Brokerage, We Hardly Knew Ye

In June, 1980, as a 28 year old doctoral student with a two year old and a baby on the way, I got my real estate license in order to make some money while I completed my Ph.D. At that time the overriding perception of Manhattan real estate agents was one of ladies draped in mink carrying a bunch of keys. Getting a real estate license then (as now) presented almost no barrier for entry; you needed only to take a ridiculously simple state test and endure a mind-numbingly dull and uninformative 45 hour course. I survived both and went to work as a residential broker, not yet understanding that real estate would eat my life.

Brokerage was a very different job in the days before widespread computer use. We had listings, we advertised them in the paper, and buyers came to us for information about what was available. While negotiating and organizational skills were important to success, even the least skilled among us had the keys to the kingdom: file drawers filled with cards containing listing information. There were almost no exclusive listings so there was no co-broking. Buyers had no access to information about what was for sale except through us.

Over the years I have watched an extraordinary step by step transformation in our industry. As real estate firms started to proliferate, the notion of branding crept into the mix. How would we distinguish ourselves one from another?
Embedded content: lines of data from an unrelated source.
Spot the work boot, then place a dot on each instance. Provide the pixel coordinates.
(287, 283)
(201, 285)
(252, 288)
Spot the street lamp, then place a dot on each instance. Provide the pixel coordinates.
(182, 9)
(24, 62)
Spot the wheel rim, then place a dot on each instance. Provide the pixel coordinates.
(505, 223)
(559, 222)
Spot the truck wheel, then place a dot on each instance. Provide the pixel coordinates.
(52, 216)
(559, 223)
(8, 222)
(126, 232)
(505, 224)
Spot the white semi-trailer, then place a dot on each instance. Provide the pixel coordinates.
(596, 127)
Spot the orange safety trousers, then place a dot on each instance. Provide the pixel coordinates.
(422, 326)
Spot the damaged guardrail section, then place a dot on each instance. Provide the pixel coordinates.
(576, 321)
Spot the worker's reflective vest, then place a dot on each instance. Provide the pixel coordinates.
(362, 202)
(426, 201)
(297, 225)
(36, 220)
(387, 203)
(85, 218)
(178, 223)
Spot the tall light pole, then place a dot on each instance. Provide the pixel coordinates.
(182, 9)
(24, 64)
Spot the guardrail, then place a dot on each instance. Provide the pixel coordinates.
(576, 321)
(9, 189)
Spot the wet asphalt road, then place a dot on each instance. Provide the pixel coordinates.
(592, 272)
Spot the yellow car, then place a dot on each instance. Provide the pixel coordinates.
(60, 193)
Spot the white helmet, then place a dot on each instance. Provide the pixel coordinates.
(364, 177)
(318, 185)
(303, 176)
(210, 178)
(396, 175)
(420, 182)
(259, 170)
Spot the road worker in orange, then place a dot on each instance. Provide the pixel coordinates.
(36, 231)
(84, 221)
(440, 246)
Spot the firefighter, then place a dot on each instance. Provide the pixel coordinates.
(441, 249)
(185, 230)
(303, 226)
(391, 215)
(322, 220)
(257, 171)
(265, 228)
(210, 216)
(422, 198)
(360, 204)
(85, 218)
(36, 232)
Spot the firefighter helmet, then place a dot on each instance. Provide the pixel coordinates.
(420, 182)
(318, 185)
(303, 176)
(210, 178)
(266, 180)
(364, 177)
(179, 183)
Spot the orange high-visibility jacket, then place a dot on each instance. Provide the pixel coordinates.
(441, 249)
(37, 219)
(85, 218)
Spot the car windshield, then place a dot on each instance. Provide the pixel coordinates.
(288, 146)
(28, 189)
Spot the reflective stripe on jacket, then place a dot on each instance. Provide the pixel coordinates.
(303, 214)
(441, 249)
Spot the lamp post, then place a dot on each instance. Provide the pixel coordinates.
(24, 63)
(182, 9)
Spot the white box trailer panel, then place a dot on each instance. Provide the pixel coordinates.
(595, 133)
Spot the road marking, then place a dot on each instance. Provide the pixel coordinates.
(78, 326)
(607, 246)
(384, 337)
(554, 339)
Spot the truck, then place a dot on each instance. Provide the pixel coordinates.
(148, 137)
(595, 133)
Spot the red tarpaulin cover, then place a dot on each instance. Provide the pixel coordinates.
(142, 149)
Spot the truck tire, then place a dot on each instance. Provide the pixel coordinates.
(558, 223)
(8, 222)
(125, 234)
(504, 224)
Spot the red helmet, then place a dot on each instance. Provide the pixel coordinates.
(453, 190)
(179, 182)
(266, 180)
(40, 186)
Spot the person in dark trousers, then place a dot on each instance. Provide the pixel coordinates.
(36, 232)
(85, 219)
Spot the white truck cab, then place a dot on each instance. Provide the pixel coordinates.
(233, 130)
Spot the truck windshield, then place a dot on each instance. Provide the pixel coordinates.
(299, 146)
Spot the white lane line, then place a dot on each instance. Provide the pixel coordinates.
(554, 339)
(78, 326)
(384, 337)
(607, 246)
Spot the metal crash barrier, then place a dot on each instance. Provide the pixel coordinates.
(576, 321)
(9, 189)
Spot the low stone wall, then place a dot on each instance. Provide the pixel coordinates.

Marketing, which had been limited to placing classifeds ads in the Sunday real estate section of the Times, began to include magazines. Then radio and TV. As sellers began to give exclusives, the real estate community began to co-broke. For the first time, the possibility arose that a buyer could see everything in the marketplace with one agent.
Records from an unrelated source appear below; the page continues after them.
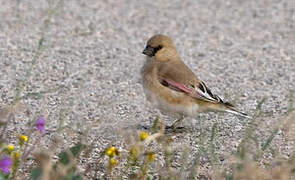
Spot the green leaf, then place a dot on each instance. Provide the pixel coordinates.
(36, 173)
(75, 150)
(73, 177)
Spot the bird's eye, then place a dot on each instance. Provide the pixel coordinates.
(156, 49)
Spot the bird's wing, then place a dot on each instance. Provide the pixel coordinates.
(179, 77)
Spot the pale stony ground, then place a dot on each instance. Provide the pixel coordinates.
(243, 50)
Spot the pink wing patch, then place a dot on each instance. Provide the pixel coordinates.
(181, 87)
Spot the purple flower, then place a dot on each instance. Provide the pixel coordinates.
(5, 164)
(41, 124)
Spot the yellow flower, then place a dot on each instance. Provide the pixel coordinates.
(10, 148)
(151, 156)
(112, 152)
(113, 162)
(16, 155)
(23, 138)
(143, 135)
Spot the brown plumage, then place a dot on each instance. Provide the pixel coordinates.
(171, 86)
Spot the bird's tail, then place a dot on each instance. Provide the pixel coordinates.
(231, 109)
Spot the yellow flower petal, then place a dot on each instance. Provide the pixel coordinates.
(143, 135)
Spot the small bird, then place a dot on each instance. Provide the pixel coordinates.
(172, 87)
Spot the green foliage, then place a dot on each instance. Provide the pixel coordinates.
(36, 173)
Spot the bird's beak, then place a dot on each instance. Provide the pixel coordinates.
(149, 51)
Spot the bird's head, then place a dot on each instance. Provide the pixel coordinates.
(160, 46)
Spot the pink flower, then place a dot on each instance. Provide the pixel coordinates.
(5, 164)
(41, 124)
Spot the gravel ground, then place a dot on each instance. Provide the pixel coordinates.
(243, 50)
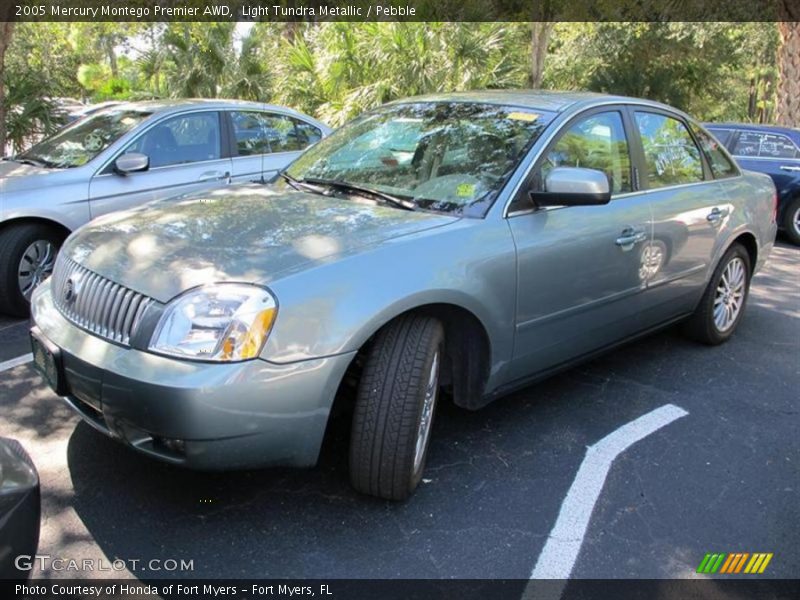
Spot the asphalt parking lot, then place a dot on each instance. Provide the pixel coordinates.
(724, 478)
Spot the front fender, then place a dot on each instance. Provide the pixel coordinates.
(336, 307)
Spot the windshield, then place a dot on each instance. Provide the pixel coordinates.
(445, 156)
(79, 143)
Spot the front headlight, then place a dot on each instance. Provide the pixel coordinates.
(224, 322)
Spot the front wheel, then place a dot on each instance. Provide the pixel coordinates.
(722, 306)
(394, 409)
(791, 221)
(27, 257)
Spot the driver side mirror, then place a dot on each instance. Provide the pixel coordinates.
(573, 186)
(131, 163)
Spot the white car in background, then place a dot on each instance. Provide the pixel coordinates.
(127, 155)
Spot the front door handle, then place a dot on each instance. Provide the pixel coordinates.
(715, 216)
(630, 237)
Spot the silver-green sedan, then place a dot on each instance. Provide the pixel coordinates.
(464, 242)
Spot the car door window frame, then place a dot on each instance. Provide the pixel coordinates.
(708, 175)
(521, 194)
(265, 112)
(224, 148)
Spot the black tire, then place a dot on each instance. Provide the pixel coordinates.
(790, 224)
(14, 240)
(389, 407)
(701, 326)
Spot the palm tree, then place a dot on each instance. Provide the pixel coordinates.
(199, 54)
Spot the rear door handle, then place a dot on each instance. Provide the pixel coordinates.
(716, 215)
(630, 237)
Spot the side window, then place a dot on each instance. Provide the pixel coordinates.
(671, 156)
(249, 130)
(179, 140)
(723, 135)
(286, 134)
(595, 142)
(765, 145)
(721, 165)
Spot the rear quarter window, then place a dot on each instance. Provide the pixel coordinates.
(721, 165)
(760, 144)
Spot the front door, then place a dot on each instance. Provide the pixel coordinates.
(580, 276)
(185, 156)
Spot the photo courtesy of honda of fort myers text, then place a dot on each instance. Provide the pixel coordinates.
(415, 299)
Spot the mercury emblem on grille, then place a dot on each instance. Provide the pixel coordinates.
(71, 290)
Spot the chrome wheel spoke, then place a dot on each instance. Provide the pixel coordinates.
(729, 297)
(426, 418)
(35, 266)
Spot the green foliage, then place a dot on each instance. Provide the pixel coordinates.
(336, 70)
(703, 68)
(29, 114)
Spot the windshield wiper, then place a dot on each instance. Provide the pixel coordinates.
(28, 161)
(361, 190)
(299, 185)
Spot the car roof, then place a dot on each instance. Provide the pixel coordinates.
(547, 100)
(163, 107)
(790, 131)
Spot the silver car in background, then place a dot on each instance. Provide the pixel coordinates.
(466, 242)
(127, 155)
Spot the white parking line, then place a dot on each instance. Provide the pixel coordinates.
(564, 542)
(15, 362)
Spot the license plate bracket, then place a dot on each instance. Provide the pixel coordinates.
(48, 361)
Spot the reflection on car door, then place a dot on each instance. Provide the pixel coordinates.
(267, 142)
(580, 279)
(690, 209)
(185, 156)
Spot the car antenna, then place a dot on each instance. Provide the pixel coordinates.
(264, 134)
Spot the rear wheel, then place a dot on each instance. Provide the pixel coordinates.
(394, 409)
(722, 306)
(27, 257)
(791, 221)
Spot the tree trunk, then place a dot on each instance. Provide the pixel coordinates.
(6, 29)
(112, 57)
(540, 36)
(787, 109)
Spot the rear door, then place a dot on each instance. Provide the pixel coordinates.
(690, 213)
(772, 153)
(186, 155)
(266, 142)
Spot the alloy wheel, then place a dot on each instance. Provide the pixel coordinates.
(35, 266)
(730, 293)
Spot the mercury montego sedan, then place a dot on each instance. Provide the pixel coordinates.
(126, 155)
(464, 242)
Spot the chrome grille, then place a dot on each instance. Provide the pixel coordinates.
(95, 303)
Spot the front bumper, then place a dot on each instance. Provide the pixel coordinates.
(200, 415)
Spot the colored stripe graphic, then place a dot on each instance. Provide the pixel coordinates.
(732, 563)
(711, 563)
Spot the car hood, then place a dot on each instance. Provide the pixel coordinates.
(245, 234)
(15, 176)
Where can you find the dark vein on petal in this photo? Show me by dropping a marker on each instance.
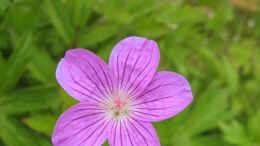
(155, 88)
(156, 99)
(117, 66)
(128, 134)
(143, 127)
(81, 117)
(124, 68)
(102, 84)
(139, 132)
(114, 140)
(136, 111)
(106, 78)
(145, 75)
(101, 132)
(81, 130)
(120, 134)
(89, 136)
(133, 68)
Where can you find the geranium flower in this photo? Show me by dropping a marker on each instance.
(118, 101)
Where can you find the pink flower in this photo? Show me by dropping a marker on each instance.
(118, 101)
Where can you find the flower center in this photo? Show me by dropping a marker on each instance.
(118, 106)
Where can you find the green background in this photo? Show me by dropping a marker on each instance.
(213, 43)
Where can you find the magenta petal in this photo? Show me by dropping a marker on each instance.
(134, 61)
(167, 95)
(82, 125)
(84, 75)
(132, 133)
And then technology completely rocked our world. With the rise of the Internet, brokers no longer controlled access to listings. Information of every sort became public. That change, with all its ramifications, forced us to update our business models and re-imagine our value proposition. If buyers did not need us to find property for them, and sellers did not need us to find buyers, what did we add to the transaction?

Our job, no longer information provider, is now more akin to investment advisor. Today the ranks of residential brokers are filled with former bankers and attorneys. We bring our expertise to bear on the many nuances of the purchase and sale processes. We have become expert online   and offline marketers of property and of ourselves,  brand building in both the personal and the corporate spheres.  We still show listings, and we still negotiate (although today more likely with another agent representing the other side than between two principals). We are still, mostly, paid on commission rather than salary. But overall, it’s a different world from the one I entered 30 years ago this month, with a far more empowered consumer population and a better educated and more expert broker force. And today it’s a BIG business!